Oh, yeah. Comparing value to momentum here. Yeah. Well, I think at the end of the day, commodities is a different asset class than equities. And then within the equity buckets, you have cheap beta as I like to call it. And then you have somatics that you could surround yourself with that are more satellite in nature, but congeners additional alpha or returns relative to those broad equity benchmarks that you have.
Uh, and then in a lot of cases, uh, in the larger cap space, Are mostly the bigger names, mega cap and large cap names in the NASDAQ 100 and the S and P 100 and the S and P 500 reps. Okay. So diversify get a basket of different things. That's, that's your approach. Yep. And, and own, uh, some thematic ETF, uh, as a satellite exposure within your equity.

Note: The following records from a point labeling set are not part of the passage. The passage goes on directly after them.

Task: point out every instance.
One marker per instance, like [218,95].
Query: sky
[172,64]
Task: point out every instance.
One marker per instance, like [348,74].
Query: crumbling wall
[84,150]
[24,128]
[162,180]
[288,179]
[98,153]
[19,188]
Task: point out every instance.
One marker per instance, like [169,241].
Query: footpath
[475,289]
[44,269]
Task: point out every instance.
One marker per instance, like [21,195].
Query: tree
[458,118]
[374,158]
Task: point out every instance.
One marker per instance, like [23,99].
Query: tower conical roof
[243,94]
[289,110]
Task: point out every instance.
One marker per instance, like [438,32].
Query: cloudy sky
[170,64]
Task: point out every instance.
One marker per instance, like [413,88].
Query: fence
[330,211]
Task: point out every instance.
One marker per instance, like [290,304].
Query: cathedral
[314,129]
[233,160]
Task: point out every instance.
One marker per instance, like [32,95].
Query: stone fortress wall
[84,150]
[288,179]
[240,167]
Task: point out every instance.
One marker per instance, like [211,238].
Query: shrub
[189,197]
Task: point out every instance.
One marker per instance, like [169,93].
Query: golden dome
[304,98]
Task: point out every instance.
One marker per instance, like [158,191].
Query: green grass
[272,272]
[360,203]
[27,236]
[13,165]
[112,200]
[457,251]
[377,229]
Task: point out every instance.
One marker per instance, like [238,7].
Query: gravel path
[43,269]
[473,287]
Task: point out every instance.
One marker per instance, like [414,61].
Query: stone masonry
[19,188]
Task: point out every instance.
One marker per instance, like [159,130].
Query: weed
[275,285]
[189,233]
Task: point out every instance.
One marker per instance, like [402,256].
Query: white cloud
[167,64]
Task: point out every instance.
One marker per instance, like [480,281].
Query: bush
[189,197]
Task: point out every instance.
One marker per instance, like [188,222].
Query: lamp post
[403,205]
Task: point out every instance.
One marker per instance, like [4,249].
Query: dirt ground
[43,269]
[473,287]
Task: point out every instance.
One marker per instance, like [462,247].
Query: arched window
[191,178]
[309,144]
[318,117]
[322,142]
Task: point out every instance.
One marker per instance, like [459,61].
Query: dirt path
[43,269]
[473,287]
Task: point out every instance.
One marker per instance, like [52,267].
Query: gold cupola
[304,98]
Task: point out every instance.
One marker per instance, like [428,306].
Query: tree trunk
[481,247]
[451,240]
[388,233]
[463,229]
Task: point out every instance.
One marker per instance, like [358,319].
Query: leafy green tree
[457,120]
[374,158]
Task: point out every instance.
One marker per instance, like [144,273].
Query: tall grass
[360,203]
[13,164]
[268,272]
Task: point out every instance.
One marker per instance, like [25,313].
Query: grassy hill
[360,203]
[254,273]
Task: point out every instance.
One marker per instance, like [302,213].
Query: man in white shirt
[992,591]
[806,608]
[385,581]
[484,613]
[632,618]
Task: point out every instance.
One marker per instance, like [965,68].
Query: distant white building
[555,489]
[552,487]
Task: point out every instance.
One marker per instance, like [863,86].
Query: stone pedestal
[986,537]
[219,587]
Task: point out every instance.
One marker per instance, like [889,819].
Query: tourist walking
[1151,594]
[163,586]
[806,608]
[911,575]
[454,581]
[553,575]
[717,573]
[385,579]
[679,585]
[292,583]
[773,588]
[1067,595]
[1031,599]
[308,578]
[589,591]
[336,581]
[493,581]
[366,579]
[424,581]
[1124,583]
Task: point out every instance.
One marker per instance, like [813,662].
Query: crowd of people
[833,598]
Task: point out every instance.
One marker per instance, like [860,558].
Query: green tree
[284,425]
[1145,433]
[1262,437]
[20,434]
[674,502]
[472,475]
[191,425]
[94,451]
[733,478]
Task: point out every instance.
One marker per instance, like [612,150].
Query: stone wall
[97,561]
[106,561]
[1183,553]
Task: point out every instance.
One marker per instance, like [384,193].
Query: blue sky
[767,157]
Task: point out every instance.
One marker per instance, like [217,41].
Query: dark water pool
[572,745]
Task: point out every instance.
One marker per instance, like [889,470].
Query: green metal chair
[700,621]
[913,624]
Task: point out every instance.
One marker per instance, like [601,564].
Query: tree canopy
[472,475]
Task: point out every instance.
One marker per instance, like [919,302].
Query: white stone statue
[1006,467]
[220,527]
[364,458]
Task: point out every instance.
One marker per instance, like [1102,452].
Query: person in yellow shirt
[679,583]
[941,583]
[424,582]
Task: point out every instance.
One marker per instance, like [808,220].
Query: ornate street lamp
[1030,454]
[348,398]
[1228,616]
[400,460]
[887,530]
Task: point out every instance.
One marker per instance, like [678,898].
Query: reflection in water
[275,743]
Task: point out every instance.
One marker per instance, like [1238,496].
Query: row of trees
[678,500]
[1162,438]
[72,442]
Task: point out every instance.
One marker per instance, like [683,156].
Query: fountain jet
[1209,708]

Overall allocation work from home and moon are two ways to do that. Both are different plays. Uh, within the thematic space and both have different market cap concentrations work from home, uh, is predominantly mid and large cap. Uh, where is our Mooney ETF, uh, is predominantly made up of equities that are, uh, small and mid.
So there are different ways to play, uh, satellite sematic and are different return streams that are generated from that through our Mooney, TF and work from home. For example, Hmm. All right. Fantastic. Thank you so much for coming on the show today, ed. It was a pleasure. Thanks. Thank you for having me and thank you for watching Kitco news.